En premier lieu celui d'avoir appartenu à l'élite,  7 saisons durant, de 2000 à 2007. Avec de grosses difficultés face aux béarnais qui 4 ans durant gagnèrent le double affrontement et le plus souvent haut la main... Menés 0-8 dans le duel singulier dont un cinglant 112-66 en 2003 (5ème plus gros écart de l'histoire), les bressans trouvèrent la clé du coffre le 26 octobre 2004, l'Elan n'ayant pas eu assez des 33 points de Mire Chatman pour endiguer la fougue des locaux bien supérieure à l'apathie d'un Elan corrigé 89-69!
L'Elan se vengea au retour certes fut bien plus prudent lors des huitièmes de finale qui remit la JL Bourg sur sa route (2-0) mais plus jamais Bourg ne passa une saison sans accrocher le scalp de l'Elan au moins une fois...
La sensation eut même lieu à Dijon lors de l'édition 2006 du tournoi des As, dès le premier tour, Bourg éliminait l'Elan 89-80 après prolongations!
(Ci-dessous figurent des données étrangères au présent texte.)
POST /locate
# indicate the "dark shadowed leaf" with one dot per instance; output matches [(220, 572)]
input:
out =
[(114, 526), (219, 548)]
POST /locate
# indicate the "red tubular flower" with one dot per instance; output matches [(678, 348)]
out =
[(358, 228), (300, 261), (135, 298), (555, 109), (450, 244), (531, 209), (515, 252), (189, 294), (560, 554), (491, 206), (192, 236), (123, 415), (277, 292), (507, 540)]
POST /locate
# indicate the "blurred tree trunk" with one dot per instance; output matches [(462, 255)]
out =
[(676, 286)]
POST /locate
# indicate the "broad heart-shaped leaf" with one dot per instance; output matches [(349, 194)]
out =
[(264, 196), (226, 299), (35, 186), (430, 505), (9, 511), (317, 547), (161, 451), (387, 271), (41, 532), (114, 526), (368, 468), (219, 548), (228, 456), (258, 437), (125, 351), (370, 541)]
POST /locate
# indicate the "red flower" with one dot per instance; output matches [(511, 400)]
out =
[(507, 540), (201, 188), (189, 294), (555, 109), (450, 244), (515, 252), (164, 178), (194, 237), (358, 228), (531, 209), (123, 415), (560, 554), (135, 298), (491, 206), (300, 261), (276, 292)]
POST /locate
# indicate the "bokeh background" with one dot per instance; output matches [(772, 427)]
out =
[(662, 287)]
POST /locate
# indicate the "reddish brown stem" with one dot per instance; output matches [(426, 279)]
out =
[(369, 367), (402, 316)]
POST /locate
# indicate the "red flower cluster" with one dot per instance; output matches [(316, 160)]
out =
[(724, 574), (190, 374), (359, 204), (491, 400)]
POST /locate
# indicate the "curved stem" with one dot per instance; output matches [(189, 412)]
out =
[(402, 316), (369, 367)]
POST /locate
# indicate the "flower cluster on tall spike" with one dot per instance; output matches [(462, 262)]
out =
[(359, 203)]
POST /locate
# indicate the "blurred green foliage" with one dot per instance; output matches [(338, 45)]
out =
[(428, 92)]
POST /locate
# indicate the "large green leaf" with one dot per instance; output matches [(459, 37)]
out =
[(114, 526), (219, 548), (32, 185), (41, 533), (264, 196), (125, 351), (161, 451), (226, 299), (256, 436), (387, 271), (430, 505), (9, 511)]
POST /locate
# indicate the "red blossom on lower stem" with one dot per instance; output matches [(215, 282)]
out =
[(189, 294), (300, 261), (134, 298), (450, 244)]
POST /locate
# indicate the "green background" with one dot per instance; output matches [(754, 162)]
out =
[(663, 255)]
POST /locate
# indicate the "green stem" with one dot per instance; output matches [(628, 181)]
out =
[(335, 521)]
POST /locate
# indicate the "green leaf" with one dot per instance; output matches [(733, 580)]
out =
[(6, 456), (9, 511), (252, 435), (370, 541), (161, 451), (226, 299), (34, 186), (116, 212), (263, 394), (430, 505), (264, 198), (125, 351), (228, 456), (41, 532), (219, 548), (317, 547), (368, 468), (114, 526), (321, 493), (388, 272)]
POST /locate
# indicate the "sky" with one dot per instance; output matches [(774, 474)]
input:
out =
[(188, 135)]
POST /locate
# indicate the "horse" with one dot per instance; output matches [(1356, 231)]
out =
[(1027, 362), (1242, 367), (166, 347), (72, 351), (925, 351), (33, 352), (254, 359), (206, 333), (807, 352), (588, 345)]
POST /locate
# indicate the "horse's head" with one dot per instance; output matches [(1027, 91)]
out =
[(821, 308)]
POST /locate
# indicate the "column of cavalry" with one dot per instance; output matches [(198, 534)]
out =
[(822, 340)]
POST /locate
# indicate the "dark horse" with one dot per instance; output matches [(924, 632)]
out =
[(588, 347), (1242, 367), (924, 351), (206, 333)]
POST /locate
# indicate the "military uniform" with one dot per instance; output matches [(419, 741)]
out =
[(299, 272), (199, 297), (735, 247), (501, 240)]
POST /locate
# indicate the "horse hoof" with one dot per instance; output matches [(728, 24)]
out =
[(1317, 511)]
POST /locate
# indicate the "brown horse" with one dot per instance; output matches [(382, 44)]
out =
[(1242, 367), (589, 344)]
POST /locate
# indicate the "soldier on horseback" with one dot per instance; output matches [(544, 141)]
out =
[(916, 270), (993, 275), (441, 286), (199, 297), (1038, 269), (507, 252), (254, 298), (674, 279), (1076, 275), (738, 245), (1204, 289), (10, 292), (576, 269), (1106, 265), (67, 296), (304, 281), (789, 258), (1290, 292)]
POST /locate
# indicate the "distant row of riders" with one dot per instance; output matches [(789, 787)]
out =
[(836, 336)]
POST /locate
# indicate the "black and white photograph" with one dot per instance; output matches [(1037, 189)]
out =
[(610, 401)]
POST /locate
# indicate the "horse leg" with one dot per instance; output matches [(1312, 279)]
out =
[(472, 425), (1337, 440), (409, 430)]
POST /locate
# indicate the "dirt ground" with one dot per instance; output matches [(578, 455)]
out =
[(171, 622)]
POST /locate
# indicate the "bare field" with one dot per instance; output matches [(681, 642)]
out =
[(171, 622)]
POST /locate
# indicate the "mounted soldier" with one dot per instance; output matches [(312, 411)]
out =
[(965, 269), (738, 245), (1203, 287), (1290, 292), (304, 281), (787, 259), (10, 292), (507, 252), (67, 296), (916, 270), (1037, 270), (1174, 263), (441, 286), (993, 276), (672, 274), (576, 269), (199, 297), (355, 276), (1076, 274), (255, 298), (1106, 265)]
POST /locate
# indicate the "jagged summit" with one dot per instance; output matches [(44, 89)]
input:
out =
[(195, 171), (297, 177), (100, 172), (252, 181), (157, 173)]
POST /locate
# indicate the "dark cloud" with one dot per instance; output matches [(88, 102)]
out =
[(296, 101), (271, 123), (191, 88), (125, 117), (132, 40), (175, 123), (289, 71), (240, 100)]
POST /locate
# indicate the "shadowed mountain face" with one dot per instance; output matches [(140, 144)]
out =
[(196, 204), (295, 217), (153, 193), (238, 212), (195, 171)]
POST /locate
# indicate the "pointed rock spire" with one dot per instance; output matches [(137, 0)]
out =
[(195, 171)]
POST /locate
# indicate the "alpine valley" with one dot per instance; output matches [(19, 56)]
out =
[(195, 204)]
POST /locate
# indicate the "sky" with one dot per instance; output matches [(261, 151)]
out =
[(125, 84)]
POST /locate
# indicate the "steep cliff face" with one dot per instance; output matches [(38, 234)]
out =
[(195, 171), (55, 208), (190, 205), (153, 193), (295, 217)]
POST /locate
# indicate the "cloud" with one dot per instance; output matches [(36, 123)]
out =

Les Bressans d'un certain Fred Sarre ne s'arrêtèrent pas là puisqu'ils disputèrent le finale après avoir aussi tordu le cou à Nancy...
L'Elan a donc battu Bourg à 13 rerpises pour ne concéder que 4 défaites ce qui indique le fossé qui séparait les deux formations... Oui mais à Bourg c'était devenu très chaud les trois dernières saisons, ça le sera ce samedi , ce serait mal connaître le contexte de cette salle si particulière, la fougue des locaux qui longtemps firent d'Orthez leur modèle, (c'était une autre époque....), ce serait oublié qu'il y aura encore un ancien de l'Elan pour faire monter la sasuce, n'est-ce pas Momo Beyina!!!